GPS satellites don't just help you stay found. All GPS satellites since 1980 carry NUDET sensors. No, this isn't some high-tech pornography-detection system. NUDET is an acronym for NUclear DETonation; GPS satellites have sensors to detect nuclear-weapon explosions, assess the threat of nuclear attack, and help evaluate nuclear strike damage.
The solar-powered GPS satellites have a limited life span (around 10 years). When they start to fail, spares are activated or new satellites are sent into orbit to replace the old ones. This gives the government a chance to upgrade the GPS system by putting hardware with new features into space.
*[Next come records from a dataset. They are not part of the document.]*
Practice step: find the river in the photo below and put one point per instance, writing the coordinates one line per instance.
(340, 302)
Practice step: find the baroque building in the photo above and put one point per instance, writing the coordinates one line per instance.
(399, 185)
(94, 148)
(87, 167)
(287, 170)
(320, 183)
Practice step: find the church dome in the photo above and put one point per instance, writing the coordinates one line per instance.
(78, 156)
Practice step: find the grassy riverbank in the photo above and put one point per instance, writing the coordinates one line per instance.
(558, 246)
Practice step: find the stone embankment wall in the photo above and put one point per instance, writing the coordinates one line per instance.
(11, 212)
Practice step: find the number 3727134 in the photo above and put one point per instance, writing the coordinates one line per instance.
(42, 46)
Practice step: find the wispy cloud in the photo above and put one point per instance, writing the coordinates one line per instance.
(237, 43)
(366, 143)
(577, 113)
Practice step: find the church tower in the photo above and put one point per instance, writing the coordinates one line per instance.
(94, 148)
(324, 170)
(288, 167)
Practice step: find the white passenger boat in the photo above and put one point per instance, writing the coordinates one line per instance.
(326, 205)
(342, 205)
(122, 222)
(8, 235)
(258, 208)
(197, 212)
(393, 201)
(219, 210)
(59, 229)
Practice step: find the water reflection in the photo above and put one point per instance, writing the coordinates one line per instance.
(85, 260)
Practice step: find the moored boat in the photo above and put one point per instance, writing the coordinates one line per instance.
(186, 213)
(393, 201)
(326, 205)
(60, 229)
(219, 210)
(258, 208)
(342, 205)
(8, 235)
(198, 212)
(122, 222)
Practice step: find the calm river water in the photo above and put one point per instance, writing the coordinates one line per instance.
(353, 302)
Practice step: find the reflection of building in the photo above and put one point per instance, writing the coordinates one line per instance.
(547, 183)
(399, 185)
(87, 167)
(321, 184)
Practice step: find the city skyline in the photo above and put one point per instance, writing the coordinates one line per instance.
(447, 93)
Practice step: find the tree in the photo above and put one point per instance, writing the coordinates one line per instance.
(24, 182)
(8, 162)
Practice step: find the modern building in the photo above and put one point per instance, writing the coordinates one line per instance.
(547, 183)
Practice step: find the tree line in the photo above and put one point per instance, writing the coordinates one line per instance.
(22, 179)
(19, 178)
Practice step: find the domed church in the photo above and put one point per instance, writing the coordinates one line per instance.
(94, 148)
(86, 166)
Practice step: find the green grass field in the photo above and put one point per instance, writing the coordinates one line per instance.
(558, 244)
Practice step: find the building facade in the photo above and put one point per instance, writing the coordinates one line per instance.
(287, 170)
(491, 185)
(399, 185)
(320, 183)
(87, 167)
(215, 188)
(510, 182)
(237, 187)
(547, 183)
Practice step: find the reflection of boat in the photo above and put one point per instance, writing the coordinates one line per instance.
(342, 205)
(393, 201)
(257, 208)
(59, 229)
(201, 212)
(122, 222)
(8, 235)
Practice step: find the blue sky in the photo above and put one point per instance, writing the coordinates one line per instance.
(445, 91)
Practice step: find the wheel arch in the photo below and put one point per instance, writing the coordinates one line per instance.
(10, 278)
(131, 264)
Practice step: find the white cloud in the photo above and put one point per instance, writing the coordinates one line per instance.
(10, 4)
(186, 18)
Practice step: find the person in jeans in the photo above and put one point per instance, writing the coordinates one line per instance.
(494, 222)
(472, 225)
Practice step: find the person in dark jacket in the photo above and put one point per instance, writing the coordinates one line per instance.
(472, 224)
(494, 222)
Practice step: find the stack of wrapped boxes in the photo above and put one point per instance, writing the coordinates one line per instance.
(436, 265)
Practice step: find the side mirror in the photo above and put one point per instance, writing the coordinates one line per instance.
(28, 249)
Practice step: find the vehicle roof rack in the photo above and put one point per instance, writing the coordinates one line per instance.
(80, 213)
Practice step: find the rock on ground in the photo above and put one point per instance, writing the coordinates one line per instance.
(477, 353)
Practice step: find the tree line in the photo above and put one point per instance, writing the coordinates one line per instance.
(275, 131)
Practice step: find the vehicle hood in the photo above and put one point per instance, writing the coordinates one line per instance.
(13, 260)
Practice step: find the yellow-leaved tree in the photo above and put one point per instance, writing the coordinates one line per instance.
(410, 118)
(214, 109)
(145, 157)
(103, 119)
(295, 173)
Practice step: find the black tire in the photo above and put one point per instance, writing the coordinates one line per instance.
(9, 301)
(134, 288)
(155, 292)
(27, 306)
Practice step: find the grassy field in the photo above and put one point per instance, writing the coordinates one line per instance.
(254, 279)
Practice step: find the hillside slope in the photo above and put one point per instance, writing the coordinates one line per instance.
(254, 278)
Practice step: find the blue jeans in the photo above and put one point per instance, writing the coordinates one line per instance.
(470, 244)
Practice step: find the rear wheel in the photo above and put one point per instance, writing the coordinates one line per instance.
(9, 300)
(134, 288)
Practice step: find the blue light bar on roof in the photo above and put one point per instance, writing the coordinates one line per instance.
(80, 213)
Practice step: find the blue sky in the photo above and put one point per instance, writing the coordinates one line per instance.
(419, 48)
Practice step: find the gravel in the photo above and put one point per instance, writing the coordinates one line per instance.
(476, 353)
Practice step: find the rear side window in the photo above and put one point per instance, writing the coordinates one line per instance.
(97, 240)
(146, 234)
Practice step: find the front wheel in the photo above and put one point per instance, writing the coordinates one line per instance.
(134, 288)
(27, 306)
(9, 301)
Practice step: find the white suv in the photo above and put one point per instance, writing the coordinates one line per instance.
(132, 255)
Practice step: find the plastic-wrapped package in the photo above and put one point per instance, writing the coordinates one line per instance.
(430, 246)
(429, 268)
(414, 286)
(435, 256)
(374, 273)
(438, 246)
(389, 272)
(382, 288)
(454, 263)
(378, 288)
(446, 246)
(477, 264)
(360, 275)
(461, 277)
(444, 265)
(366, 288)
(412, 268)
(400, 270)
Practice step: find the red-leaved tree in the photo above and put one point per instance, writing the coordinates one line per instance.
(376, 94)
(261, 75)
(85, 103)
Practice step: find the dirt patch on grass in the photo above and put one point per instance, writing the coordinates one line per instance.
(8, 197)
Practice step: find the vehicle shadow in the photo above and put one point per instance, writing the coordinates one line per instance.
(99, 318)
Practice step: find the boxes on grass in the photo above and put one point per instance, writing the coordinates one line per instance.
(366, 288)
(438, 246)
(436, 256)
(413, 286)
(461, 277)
GPS satellites transmit two types of radio signals: C/A-code and P-code. Coarse Acquisition (C/A-code) is the type of signal that consumer GPS units receive. Precision Code (P-code) provides highly precise location information. P-code is difficult to jam and spoof. The U.S. military is the primary user of P-code transmissions, and it uses an encrypted form of the data so only special receivers can access the information.
Covering ground stations
Ground stations are the control segment of GPS. Five unmanned ground stations around the Earth monitor the satellites. Information from the stations is sent to a master control station — the Consolidated Space Operations Center (CSOC) at Schriever Air Force Base in Colorado — where the data is processed to determine each satellite's ephemeris and timing errors.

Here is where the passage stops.